At last It was all over. Mr. Bonelli bowed and the people clapped, and he bowed and bowed, and then we ran off the stage, and there, waiting for us, were Tommy and his father.
The father talked to Mr. Bonelli, and Tommy was down beside me patting me, and he kept saying, “_Can’t_ I have him back, father? _Can’t_ I?” until his father told him to be quiet.
He talked to Mr. Bonelli for a long time, Tommy’s father did; then he called Tommy to come, and I heard him say to Mr. Bonelli, “Then I’ll see you tomorrow.”
Tommy didn’t want to go, but he had to. He kept looking back at me, and when I saw he was going I wanted to follow him, but Mr. Bonelli wouldn’t let me. He put on my collar and strap, and I had to go home with him and Mrs. Bonelli and the other dogs.
But that wasn’t the end of it. The next day Tommy and his father came to Mr. Bonelli’s house. I was sitting on the sill of the front window looking out, and I saw them coming.
I jumped down and ran out into the hall to meet them.
When they came in I whined and barked and wagged my tail and jumped up on Tommy, and he was just as glad to see me as I was to see him.
We went into a room and Tommy and his father and Mr. Bonelli sat down and talked. I wanted to get up in the chair with Tommy, but Mr. Bonelli wouldn’t let me. He took me up on his knees, and all the while he was talking he kept smoothing me and gently pulling my ears.
At last Tommy and his father stood up, and Mr. Bonelli, too, and I scrambled down and ran over to Tommy, and Tommy caught his father by the arm and cried, “Can’t I take him now? Please!”

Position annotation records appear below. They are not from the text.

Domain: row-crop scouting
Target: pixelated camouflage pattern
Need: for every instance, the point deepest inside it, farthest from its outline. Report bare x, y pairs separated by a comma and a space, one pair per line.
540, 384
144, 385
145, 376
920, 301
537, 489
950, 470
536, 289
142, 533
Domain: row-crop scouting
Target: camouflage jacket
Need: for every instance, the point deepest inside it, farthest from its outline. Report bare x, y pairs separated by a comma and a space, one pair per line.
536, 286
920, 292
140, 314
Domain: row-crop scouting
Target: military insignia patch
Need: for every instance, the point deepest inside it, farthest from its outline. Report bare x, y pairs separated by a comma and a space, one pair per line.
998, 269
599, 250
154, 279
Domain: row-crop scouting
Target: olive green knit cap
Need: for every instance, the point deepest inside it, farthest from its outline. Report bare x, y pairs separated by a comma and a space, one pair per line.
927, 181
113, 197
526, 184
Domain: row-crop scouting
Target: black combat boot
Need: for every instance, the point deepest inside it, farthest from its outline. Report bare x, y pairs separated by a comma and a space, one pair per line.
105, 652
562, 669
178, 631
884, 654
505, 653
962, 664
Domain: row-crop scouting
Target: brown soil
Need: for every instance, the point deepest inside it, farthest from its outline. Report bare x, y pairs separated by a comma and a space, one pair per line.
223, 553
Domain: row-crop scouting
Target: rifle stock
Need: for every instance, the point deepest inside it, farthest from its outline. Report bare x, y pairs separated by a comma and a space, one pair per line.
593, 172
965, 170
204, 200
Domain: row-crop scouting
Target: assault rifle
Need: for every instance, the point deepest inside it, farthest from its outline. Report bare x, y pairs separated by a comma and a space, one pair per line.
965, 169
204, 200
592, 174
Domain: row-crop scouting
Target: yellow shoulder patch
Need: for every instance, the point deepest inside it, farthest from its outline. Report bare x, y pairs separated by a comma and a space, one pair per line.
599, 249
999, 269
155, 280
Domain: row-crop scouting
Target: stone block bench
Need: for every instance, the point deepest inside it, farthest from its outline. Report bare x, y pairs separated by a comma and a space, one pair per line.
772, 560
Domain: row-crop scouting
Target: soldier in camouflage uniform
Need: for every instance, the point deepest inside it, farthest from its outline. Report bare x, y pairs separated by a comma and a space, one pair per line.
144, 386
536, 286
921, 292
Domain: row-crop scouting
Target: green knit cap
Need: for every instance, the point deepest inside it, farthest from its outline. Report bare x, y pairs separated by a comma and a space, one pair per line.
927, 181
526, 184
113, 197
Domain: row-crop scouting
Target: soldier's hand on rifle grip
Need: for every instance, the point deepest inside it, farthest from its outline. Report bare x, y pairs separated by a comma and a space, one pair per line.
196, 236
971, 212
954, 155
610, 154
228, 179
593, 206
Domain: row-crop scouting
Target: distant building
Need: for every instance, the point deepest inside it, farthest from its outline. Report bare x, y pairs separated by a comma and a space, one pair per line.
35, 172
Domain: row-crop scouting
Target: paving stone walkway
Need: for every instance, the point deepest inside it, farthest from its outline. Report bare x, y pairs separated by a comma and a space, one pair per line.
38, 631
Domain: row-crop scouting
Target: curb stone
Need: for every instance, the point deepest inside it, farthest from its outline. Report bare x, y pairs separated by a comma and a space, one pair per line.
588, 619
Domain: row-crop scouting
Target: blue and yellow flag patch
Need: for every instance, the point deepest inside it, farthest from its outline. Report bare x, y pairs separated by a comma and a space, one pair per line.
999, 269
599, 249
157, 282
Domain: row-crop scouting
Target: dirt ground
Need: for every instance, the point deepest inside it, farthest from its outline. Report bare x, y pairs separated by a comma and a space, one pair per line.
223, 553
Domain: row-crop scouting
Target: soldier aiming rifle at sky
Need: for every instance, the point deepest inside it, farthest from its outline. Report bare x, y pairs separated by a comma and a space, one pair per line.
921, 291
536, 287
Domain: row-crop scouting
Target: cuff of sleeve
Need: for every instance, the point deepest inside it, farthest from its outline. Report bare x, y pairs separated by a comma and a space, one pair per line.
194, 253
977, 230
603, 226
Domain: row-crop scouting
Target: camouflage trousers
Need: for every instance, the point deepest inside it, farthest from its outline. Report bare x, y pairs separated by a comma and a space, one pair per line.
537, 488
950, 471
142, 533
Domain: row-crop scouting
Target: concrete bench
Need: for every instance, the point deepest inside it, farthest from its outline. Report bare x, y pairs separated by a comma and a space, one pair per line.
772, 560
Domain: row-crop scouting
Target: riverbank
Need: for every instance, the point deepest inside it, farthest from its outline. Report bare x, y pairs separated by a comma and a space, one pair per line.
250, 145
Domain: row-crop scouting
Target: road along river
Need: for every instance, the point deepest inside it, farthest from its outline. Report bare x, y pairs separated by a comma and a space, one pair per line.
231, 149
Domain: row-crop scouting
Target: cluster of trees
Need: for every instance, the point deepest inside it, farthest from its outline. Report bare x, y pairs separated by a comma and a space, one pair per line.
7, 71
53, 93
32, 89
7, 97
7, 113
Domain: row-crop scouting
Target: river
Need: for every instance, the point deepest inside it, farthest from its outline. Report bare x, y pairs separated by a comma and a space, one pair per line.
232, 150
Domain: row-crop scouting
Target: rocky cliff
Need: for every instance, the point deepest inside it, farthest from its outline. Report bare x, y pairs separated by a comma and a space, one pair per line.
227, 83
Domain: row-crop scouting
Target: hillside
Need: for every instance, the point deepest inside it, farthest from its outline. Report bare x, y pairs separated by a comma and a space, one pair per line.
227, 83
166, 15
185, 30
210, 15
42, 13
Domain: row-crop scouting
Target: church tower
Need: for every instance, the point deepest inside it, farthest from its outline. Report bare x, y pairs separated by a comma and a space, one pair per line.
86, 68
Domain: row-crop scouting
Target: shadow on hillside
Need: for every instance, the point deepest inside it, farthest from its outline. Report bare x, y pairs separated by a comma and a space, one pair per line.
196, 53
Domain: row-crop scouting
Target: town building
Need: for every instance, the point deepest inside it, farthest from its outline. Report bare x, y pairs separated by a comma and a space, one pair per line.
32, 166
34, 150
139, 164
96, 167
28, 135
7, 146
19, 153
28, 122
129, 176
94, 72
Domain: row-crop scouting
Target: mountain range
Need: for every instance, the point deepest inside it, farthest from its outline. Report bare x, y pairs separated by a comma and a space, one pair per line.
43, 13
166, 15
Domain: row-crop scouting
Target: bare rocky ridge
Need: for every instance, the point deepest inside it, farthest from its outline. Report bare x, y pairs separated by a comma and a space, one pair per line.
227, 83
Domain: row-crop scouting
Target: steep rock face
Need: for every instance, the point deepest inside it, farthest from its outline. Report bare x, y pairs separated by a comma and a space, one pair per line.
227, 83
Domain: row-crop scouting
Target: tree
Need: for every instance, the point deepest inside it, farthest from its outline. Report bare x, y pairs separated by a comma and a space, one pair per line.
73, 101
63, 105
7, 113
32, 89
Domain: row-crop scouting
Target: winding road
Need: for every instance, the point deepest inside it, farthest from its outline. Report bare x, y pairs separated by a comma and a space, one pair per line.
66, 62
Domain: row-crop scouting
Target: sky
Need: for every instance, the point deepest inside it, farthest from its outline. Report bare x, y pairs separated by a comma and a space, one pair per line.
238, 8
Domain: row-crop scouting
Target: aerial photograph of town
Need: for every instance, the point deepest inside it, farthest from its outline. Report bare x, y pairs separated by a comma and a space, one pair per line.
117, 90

But his father shook his head. “You’ve heard what Mr. Bonelli says; he’ll have to train a dog to take his place before he can let him go.”
Then he and Mr. Bonelli shook hands, and Tommy said good-bye, and Tommy and his father went out and shut the door after them.

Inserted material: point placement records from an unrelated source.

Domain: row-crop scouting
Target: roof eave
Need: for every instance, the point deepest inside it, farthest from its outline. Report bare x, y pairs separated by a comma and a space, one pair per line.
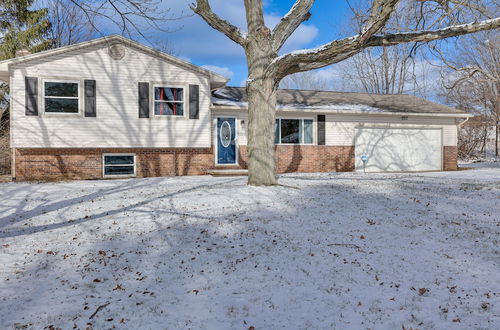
214, 77
312, 110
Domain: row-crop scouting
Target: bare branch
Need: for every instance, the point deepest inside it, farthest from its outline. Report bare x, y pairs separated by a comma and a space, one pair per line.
380, 13
298, 14
391, 39
202, 8
340, 50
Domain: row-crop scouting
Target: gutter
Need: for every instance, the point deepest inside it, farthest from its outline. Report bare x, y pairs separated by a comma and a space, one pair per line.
326, 111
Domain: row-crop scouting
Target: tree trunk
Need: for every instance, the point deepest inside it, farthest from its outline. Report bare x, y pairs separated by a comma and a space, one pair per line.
261, 127
261, 94
497, 132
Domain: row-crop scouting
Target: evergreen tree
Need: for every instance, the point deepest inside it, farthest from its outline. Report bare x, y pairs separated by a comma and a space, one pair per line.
21, 28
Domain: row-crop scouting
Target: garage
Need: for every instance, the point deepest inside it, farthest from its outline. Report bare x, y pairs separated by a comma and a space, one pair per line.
398, 149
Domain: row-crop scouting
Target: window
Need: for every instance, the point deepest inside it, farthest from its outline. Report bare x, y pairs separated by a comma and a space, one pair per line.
294, 131
169, 101
119, 165
61, 96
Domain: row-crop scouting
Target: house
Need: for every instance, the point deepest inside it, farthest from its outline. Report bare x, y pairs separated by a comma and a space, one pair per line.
111, 107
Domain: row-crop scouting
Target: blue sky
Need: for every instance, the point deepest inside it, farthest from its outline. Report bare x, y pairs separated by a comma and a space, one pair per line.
195, 41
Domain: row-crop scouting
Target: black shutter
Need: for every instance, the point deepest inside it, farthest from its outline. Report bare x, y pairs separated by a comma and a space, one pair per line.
194, 102
143, 100
90, 107
321, 129
31, 88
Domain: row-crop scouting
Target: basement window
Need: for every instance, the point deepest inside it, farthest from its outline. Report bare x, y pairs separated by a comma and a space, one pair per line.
61, 96
294, 131
118, 165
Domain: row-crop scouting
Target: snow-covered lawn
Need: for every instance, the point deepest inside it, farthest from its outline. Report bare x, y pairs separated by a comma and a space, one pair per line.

I wanted to go with them, but Mr. Bonelli held me back. When he let me go I ran to the door and scratched and whined, but I couldn’t get it open, and at last I sat down and howled, but all my howling did not bring them back.
It was not long after this when Mr. Bonelli brought home another dog to the house. He was a little brown dog just about my size. At first I thought he was a strange dog, but when I went up and sniffed at him he smelled like a friend. Then he began to wag his tail, and frisk in front of me, and all of a sudden I knew who he was. He was little Fido from the dog shop.
I was so glad to see him I whined, and he seemed just as glad to see me.
“Ah, my Grineo, so you remember your little friend from the shop,” said Mr. Bonelli. “I had forgotten that you were there together.”
I was very happy that Fido had come there to live and to learn to be a trained dog. I knew he would like it.
Right away Mr. Bonelli began to teach Fido the same tricks that I had been doing. He worked and worked with him. He taught him everything I knew except to grin and to throw the ball. Fido couldn’t learn to do either of those things. He and I worked together, and he used to watch everything I did, and try to do it the same way. I don’t know just how long it took him to learn, but not so very long. He was a smart little dog, but not as smart as me. I heard Mr. Bonelli say to Mrs. Bonelli, “Ah, yes; he is quick, but not quick as is my little clown dog. There is but one Grineo, and I was foolish when I promised to sell him.”
And Mrs. Bonelli said, “But it is much money.”
Then one day, after Fido had learned all the tricks he seemed able to learn, an automobile came to the door, and in it was William sitting in front, and Tommy sat up beside him.
Tommy came in and I ran to meet him. At first he just spoke to me and patted me, but I jumped up at him and barked and yelped until he took me up in his arms, and then I hardly knew what to do, I was so glad.